Image credits: Photographs by Gabriel Verdugo Soto and used with permission

  • Kozmo Nauta

    please dont!!!!

  • Joey Duncan

    Maybe I don’t know what the other lens does, but I see no significance in the photos other than poor pictures that look like they were taken through a window after a storm.

  • Dave

    That’s a lot of work for crappy photos.

  • MikeAlgar42

    I’d like to see more photos that aren’t so generic to see if it was worth it. There is an interesting ghosting effect from it though.

  • Joey Duncan

    Not sure “interesting” is the right word, it appears to be a reflection, or light leak….. Honestly, if you want a old picture, go buy an old camera at a swap meet and use that, then you being true to what you want…. not trying to “fake” it.

  • wickerprints

    A more accurate term for the stray light entering through a hole in the side of the lens is flare, not ghosting.  Ghosting refers to a doubling of some part or feature of the image, usually due to spurious reflection within the optical system.  Flare, as we see in this instance, is caused by non-image forming light.

    Terminology aside, while I appreciate the inventiveness that it took to assemble such a device, I have to say that such endeavors are much more successful when one actually understands the optical principles underlying the design of photographic lenses.  I’m not saying that the measure of success is creating an aberration-free lens–but rather, that the results one gets in this naive fashion is purely accidental; whereas, if one studies photographic optics, at least the result can be controlled to some extent.

  • cybervanig

    I generally don’t comment on too many articles, but in this case I cant help myself. This is one of the more pointless photography projects I have seen in a while.

  • Darren Ward

    get a life dude?

  • Because

    It might be ‘interesting’ to him. It’s all semantics. Maybe he meant intriguing, but that really implies some sort of interest.

  • belo

    jajjaja funny to read these comments XD, it wasn´t that much work, just a couple of hours, the shape of the franken is so weird because it uses the old diaphragm mechanism of the polaroid, the lens is crappy by itself, it is made of plastic, has a lot of chromatic aberrations, and the resolution ain´t really good (after all it was created for instant printed photor), but, in creative therms if i want the effect of an old plastic camera on digital i can have it, …i did the franken just to see how the image would look like, just for fun, the ghosting/flare hole i did, i did it just because i want it, i believe that perhaps with a little more experimentation the sidekick hole can be useful for artistic work

  • big foot

    ruined the DSLR  lens to do this eyesore, epoxy putty few tubes of buy to waste in a waste of time!

  • SheppardJewell73

    my classmate’s mom made $ 18460 l ast week. s he is ge tting p aid o n the l aptop a nd mo ved in a $ 571 600 house. A ll sh e did w as g et lu cky an d fo llow the t ips ma de cl ear o n th is si te 

    ⇛⇛⇛⇛► (Click At My Name For Link)

  • Adam

    As usual, hacking a lens and putting it on a digital body = utter waste of time rubbish. The crop factor? Garbage. Colors? Garbage. Anybody who does something like is basically outing him or herself as not understand a damned thing about what makes a good photo.

  • Daniel Goodale-Porter

    Wow, a lot of hate here.  I personally applaud the creativity and curiosity.  I’m sure this lot would say the same things when they saw the first digital photo 

  • Dave

     I don’t think you could have missed the point more completely.

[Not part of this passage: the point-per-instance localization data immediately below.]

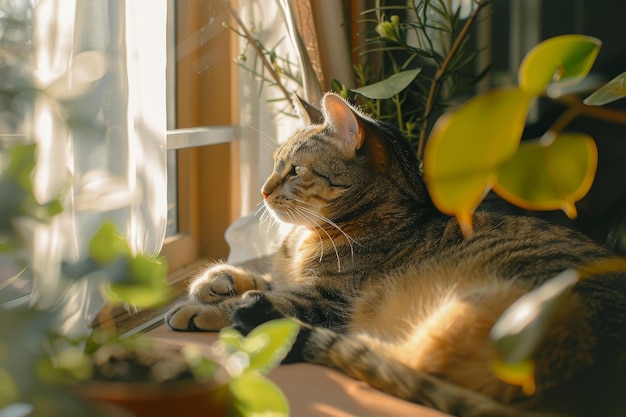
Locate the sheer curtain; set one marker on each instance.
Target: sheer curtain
(84, 80)
(314, 35)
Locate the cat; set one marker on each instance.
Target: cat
(389, 291)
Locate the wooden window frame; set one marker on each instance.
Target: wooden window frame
(206, 96)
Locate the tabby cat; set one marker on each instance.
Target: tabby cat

    The first ever digital image could be considered revolutionary. What Gabriel did, bless his heart, is take a Lamborghini, remove the front wheels, and attach a horse to tow it around at 5mph. To explain, a modern micro four thirds camera would be like a Lamborghini compared to a Polaroid camera.

    Whatever. It’s his hobby. But this should explain why the majority of comments are people scratching their heads. What probably took him all afternoon, I could have done in five minutes with Photoshop: Drop the contrast, drop the saturation, drop the sharpness and shift the color channels around until the whole thing looks refracted all to hell.